Suddenly — wrenching my mind back to the problem I faced — I thought of a possible means of testing the wall’s height, or at least of finding whether or not it extended indefinitely upward. Seizing a handful of mud, I let it drain until it gained some coherence and then flung it high in the air toward the utterly transparent barrier. At a height of perhaps fourteen feet it struck the invisible surface with a resounding splash, disintegrating at once and oozing downward in disappearing streams with surprising rapidity. Plainly, the wall was a lofty one. A second handful, hurled at an even sharper angle, hit the surface about eighteen feet from the ground and disappeared as quickly as the first.
I now summoned up all my strength and prepared to throw a third handful as high as I possibly could. Letting the mud drain, and squeezing it to maximum dryness, I flung it up so steeply that I feared it might not reach the obstructing surface at all. It did, however, and this time it crossed the barrier and fell in the mud beyond with a violent spattering. At last I had a rough idea of the height of the wall, for the crossing had evidently occurred some twenty or 21 feet aloft.
With a nineteen- or twenty-foot vertical wall of glassy flatness, ascent was clearly impossible. I must, then, continue to circle the barrier in the hope of finding a gate, an ending, or some sort of interruption. Did the obstacle form a complete round or other closed figure, or was it merely an arc or semicircle? Acting on my decision, I resumed my slow leftward circling, moving my hands up and down over the unseen surface on the chance of finding some window or other small aperture. Before starting, I tried to mark my position by kicking a hole in the mud, but found the slime too thin to hold any impression. I did, though, gauge the place approximately by noting a tall cycad in the distant forest which seemed just on a line with the gleaming crystal an hundred yards away. If no gate or break existed I could now tell when I had completely circumnavigated the wall.
I had not progressed far before I decided that the curvature indicated a circular enclosure of about an hundred yards’ diameter — provided the outline was regular. This would mean that the dead man lay near the wall at a point almost opposite the region where I had started. Was he just inside or just outside the enclosure? This I would soon ascertain.
As I slowly rounded the barrier without finding any gate, window, or other break, I decided that the body was lying within. On closer view, the features of the dead man seemed vaguely disturbing. I found something alarming in his expression, and in the way the glassy eyes stared. By the time I was very near I believed I recognised him as Dwight, a veteran whom I had never known, but who was pointed out to me at the post last year. The crystal he clutched was certainly a prize — the largest single specimen I had ever seen.
I was so near the body that I could — but for the barrier — have touched it, when my exploring left hand encountered a corner in the unseen surface. In a second I had learned that there was an opening about three feet wide, extending from the ground to a height greater than I could reach. There was no door, nor any evidence of hinge-marks bespeaking a former door. Without a moment’s hesitation I stepped through and advanced two paces to the prostrate body — which lay at right angles to the hallway I had entered, in what seemed to be an intersecting doorless corridor. It gave me a fresh curiosity to find that the interior of this vast enclosure was divided by partitions.

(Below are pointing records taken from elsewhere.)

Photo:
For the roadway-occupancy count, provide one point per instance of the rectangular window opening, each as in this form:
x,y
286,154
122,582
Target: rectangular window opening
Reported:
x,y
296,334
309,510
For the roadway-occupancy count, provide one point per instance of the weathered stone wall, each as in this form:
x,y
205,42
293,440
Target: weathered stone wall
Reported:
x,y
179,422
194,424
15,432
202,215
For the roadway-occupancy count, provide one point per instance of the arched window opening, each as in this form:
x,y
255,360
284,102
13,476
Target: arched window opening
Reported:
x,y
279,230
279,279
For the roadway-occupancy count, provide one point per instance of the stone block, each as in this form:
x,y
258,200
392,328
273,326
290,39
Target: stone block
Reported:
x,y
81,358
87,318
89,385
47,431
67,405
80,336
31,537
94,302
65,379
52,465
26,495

Bending to examine the corpse, I discovered that it bore no wounds. This scarcely surprised me, since the continued presence of the crystal argued against the pseudo-reptilian natives. Looking about for some possible cause of death, my eyes lit upon the oxygen mask lying close to the body’s feet. Here, indeed, was something significant. Without this device no human being could breathe the air of Venus for more than thirty seconds, and Dwight — if it were he — had obviously lost his. Probably it had been carelessly buckled, so that the weight of the tubes worked the straps loose — a thing which could not happen with a Dubois sponge-reservoir mask. The half-minute of grace had been too short to allow the man to stoop and recover his protection — or else the cyanogen content of the atmosphere was abnormally high at the time. Probably he had been busy admiring the crystal — wherever he may have found it. He had, apparently, just taken it from the pouch in his suit, for the flap was unbuttoned.
I now proceeded to extricate the huge crystal from the dead prospector’s fingers — a task which the body’s stiffness made very difficult. The spheroid was larger than a man’s fist, and glowed as if alive in the reddish rays of the westering sun. As I touched the gleaming surface I shuddered involuntarily — as if by taking this precious object I had transferred to myself the doom which had overtaken its earlier bearer. However, my qualms soon passed, and I carefully buttoned the crystal into the pouch of my leather suit. Superstition has never been one of my failings.